Question

How do you $\arctan \left( {{a}^{2}} \right)-\arctan a-0.22=0$?

Answer 1

Hint: The arctangent function is the same as the inverse tangent function. So we can apply the property of the tangent inverse function which is given by $\arctan x-\arctan y=\arctan \left( \dfrac{x-y}{1+xy} \right)$ on the LHS of the given equation.
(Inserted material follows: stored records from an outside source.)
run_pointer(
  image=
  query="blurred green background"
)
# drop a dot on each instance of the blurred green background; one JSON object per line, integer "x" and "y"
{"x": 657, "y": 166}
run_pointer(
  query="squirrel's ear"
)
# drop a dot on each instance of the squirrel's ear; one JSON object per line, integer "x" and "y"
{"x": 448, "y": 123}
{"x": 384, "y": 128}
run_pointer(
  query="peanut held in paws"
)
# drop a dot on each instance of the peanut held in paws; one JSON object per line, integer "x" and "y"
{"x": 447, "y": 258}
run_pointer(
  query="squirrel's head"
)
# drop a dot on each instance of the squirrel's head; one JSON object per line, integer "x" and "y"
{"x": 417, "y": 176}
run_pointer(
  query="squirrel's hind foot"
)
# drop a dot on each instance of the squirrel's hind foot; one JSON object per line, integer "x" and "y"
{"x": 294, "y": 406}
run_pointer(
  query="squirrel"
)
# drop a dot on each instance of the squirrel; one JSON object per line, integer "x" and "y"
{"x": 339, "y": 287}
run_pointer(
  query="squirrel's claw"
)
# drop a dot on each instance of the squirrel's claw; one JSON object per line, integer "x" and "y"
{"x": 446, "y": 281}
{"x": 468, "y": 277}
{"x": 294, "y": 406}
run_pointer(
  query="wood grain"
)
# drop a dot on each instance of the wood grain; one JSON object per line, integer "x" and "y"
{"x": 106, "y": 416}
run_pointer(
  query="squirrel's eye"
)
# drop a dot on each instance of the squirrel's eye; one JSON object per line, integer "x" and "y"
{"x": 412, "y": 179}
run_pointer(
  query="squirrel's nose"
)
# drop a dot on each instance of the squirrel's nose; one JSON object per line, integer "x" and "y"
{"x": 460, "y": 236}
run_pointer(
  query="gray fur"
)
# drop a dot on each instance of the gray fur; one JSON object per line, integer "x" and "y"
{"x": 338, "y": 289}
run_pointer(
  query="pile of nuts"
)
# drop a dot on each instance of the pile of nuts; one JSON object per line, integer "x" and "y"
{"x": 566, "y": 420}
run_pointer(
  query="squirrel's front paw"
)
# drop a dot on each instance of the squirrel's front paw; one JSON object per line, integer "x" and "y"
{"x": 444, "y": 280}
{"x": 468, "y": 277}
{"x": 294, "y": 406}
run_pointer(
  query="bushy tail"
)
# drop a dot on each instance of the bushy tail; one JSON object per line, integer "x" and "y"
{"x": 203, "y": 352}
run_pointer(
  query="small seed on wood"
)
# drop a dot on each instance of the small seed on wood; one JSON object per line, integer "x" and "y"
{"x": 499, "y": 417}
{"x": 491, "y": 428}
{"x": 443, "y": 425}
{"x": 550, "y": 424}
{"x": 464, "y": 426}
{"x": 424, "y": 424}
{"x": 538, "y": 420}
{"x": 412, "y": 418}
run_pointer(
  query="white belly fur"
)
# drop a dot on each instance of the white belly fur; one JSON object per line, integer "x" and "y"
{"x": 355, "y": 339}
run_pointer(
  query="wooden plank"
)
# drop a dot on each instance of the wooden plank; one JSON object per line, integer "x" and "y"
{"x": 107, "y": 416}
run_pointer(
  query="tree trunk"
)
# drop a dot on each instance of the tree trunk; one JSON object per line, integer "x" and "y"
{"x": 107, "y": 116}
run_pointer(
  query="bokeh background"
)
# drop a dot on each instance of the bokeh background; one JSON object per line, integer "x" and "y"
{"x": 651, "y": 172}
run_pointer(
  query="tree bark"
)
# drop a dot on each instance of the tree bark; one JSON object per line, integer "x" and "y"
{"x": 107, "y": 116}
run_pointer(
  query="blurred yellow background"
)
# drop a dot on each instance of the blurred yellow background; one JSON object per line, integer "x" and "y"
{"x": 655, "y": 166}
On applying this identity and after simplifying the equation, we will obtain a cubic equation in terms of a, which can be solved using a graphing calculator.

Complete step by step solution:
The equation given in the above question is written as
$\Rightarrow \arctan \left( {{a}^{2}} \right)-\arctan a-0.22=0$
Adding $0.22$ on both the sides of the above equation, we get
\[\begin{align}
  & \Rightarrow \arctan \left( {{a}^{2}} \right)-\arctan a-0.22+0.22=0+0.22 \\
 & \Rightarrow \arctan \left( {{a}^{2}} \right)-\arctan a=0.22......\left( i \right) \\
\end{align}\]
Now, we know the property of the inverse tangent function which is given by
$\Rightarrow \arctan x-\arctan y=\arctan \left( \dfrac{x-y}{1+xy} \right)$
On putting $x={{a}^{2}}$ and $y=a$ in the above identity, we get
$\begin{align}
  & \Rightarrow \arctan {{a}^{2}}-\arctan a=\arctan \left( \dfrac{{{a}^{2}}-a}{1+{{a}^{2}}\left( a \right)} \right) \\
 & \Rightarrow \arctan {{a}^{2}}-\arctan a=\arctan \left( \dfrac{{{a}^{2}}-a}{1+{{a}^{3}}} \right) \\
\end{align}$
On substituting the above equation in the equation (i) we get
\[\Rightarrow \arctan \left( \dfrac{{{a}^{2}}-a}{1+{{a}^{3}}} \right)=0.22\]
Now, taking tangent on both the sides of the above equation we get
\[\Rightarrow \dfrac{{{a}^{2}}-a}{1+{{a}^{3}}}=\tan \left( 0.22 \right)\]
On putting $\tan \left( 0.22 \right)=0.2236$ we get
\[\Rightarrow \dfrac{{{a}^{2}}-a}{1+{{a}^{3}}}=0.2236\]
Now, on multiplying by \[1+{{a}^{3}}\] on both the sides, we get
\[\begin{align}
  & \Rightarrow {{a}^{2}}-a=0.2236\left( 1+{{a}^{3}} \right) \\
 & \Rightarrow {{a}^{2}}-a=0.2236+0.2236{{a}^{3}} \\
\end{align}\]
On subtracting \[0.2236{{a}^{3}}\] from both the sides, we get
\[\begin{align}
  & \Rightarrow {{a}^{2}}-a-0.2236{{a}^{3}}=0.2236+0.2236{{a}^{3}}-0.2236 \\
 & \Rightarrow {{a}^{2}}-a-0.2236{{a}^{3}}=0.2236 \\
\end{align}\]
Now, multiplying the above equation by $-1$ we get
\[\Rightarrow 0.2236{{a}^{3}}-{{a}^{2}}+a=-0.2236\]
Now, adding \[0.2236\] both the sides, we get
\[\begin{align}
  & \Rightarrow 0.2236{{a}^{3}}-{{a}^{2}}+a+0.2236=-0.2236+0.2236 \\
 & \Rightarrow 0.2236{{a}^{3}}-{{a}^{2}}+a+0.2236=0 \\
\end{align}\]
On solving the above equation using the graphing calculator, we get
$\Rightarrow a=-0.18712,a=2.04100,a=2.61839$
Hence, we have obtained the required solutions of the given equation.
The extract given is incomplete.